Alvaredo, F, L Chancel, T Piketty, E Saez and G Zucman (2018), World Inequality Report 2018, Harvard University Press.

Christiansen, C O and  S L B Jensen (eds) (2019), Histories of Global Inequality, Springer. 

Darvas, Z (2019), “Global interpersonal income inequality decline: The role of China and India”, World Development 121: 16-32.

Lakner, C and B Milanovic (2013), “Global income distribution:  from the fall of the Berlin Wall to the Great Recession”, World Bank Working Paper No. 6719.  

Lakner, C and BrBanko Milanovic (2016), “Global income distribution:  from the fall of the Berlin Wall to the Great Recession”, World Bank Economic Review 30(2): 203-232.

Milanovic, B (2012), “Global income inequality in numbers: in history and now--An overview”, World Bank Working Paper 6259. 

Milanovic, Branko (2015), “Disarticulation goes North”, Global Inequality blog, 16 November.

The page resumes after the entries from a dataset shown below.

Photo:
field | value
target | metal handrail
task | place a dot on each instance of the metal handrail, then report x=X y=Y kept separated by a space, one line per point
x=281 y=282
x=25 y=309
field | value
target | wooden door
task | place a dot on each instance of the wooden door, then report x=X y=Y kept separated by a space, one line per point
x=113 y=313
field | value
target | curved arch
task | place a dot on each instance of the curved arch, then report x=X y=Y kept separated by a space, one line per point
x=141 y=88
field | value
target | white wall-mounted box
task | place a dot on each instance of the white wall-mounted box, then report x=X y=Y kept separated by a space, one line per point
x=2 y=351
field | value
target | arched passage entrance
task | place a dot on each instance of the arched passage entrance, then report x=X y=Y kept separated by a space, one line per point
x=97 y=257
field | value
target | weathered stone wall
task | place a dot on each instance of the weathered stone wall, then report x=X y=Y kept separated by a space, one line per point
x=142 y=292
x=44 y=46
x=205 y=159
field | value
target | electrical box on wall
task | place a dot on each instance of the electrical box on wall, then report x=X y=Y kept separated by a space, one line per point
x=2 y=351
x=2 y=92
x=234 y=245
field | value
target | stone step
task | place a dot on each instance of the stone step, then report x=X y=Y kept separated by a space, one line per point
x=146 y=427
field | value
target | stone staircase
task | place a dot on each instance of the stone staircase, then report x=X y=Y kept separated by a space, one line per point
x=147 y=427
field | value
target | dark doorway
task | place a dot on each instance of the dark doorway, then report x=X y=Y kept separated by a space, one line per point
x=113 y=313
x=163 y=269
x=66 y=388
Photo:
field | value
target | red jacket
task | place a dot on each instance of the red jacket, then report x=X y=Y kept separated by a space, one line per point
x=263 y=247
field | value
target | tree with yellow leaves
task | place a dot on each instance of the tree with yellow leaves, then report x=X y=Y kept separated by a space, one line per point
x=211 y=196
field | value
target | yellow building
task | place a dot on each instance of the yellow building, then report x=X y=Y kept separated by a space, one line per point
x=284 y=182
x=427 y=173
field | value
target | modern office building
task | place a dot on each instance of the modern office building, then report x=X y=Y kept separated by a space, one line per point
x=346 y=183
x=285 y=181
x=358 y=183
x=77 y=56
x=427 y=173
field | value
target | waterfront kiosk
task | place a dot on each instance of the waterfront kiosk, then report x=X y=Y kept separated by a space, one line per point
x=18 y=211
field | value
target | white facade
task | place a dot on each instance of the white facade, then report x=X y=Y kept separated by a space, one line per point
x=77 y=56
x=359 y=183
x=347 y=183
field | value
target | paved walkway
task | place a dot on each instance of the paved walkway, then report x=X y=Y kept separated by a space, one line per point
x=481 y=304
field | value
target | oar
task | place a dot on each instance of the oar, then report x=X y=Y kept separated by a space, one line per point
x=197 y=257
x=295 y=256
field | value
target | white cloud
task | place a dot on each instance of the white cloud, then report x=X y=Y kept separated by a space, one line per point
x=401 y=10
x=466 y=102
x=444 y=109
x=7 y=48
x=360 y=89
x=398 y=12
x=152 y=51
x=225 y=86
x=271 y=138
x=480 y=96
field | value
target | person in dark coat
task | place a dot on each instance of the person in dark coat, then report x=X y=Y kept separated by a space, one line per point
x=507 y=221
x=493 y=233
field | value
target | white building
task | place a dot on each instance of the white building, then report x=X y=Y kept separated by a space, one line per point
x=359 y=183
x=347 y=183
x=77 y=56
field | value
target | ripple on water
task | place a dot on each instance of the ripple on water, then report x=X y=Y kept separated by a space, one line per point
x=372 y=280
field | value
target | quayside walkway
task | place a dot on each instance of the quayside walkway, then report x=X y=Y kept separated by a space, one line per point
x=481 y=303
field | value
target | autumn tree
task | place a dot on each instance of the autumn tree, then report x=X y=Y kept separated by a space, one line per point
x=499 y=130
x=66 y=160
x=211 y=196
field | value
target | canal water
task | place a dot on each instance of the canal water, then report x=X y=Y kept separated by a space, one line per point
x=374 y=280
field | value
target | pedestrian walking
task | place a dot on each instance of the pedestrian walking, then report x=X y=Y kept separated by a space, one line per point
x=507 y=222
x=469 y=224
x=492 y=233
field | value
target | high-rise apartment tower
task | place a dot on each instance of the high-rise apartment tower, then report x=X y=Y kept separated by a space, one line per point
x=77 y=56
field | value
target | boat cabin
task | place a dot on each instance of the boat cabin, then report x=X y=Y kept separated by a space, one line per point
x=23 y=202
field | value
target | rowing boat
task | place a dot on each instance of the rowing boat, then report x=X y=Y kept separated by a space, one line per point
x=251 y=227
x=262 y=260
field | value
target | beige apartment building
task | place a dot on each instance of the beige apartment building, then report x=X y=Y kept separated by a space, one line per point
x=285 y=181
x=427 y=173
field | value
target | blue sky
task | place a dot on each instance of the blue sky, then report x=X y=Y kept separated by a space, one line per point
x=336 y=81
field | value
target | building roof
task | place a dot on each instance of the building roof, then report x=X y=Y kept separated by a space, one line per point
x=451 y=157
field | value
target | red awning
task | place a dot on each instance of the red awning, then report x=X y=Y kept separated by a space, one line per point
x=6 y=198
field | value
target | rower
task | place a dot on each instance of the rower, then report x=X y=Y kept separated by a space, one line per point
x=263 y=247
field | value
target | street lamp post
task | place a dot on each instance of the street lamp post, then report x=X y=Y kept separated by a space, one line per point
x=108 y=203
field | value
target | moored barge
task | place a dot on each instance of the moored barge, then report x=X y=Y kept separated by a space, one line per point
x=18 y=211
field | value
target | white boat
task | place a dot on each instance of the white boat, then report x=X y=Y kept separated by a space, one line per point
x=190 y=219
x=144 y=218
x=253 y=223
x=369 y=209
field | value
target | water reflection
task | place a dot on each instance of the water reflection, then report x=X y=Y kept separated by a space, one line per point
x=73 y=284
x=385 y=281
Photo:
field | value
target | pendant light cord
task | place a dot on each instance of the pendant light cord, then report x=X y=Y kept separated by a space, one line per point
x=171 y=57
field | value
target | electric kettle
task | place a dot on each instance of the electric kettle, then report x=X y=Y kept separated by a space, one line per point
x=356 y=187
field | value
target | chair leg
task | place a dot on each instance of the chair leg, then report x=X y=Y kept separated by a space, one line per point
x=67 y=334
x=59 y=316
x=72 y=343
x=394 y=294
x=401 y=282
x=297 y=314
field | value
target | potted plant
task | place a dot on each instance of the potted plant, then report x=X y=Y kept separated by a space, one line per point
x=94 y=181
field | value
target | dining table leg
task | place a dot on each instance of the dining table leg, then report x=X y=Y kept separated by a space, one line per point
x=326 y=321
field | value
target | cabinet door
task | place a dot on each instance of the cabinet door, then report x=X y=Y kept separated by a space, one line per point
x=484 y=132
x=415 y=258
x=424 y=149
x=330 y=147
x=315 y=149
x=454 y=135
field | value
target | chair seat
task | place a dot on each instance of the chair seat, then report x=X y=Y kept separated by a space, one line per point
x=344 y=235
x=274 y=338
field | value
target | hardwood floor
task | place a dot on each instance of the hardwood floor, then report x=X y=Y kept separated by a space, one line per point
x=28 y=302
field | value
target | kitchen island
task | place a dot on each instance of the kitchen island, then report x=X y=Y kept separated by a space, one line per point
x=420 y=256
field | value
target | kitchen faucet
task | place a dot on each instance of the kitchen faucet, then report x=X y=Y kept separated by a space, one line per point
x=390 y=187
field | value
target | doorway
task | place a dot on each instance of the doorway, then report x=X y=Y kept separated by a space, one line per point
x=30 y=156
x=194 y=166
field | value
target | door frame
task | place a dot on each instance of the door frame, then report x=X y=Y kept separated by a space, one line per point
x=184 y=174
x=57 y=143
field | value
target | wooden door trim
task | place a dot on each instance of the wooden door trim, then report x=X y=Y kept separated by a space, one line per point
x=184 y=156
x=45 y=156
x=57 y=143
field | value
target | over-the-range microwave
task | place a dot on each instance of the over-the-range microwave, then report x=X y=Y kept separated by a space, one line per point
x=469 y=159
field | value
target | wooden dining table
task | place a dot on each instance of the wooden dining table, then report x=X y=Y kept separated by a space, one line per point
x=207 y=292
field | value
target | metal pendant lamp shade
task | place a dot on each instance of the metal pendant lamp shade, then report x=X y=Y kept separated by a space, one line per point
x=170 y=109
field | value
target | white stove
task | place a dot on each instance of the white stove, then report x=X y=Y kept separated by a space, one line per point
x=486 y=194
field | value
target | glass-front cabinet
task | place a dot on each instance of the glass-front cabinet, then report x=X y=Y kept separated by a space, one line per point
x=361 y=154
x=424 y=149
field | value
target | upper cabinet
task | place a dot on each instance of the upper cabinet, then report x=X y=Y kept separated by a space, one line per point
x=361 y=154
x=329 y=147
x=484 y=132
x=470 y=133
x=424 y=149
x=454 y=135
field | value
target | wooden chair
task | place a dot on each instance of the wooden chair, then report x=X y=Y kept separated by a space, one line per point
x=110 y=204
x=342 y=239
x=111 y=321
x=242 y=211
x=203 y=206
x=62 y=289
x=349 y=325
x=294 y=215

Milanovic, B (2020), “After the crisis: the evolution of the global income distribution between 2008 and 2013”, Stone Center on Socio-Economic Inequality Working Paper No. 18. 

Niño-Zarazua, M, L Roope and F Tarp (2017), “Global inequality: relatively lower, absolutely higher”, The Review of Income and Wealth 63(4): 661-684.

Endnotes

1 Thus, the global Gini went down from 0.66 to 0.62; the global Theil index fell even more, from 91 to 76. Global inequality continued its downward slide which started around the turn of the 21st century.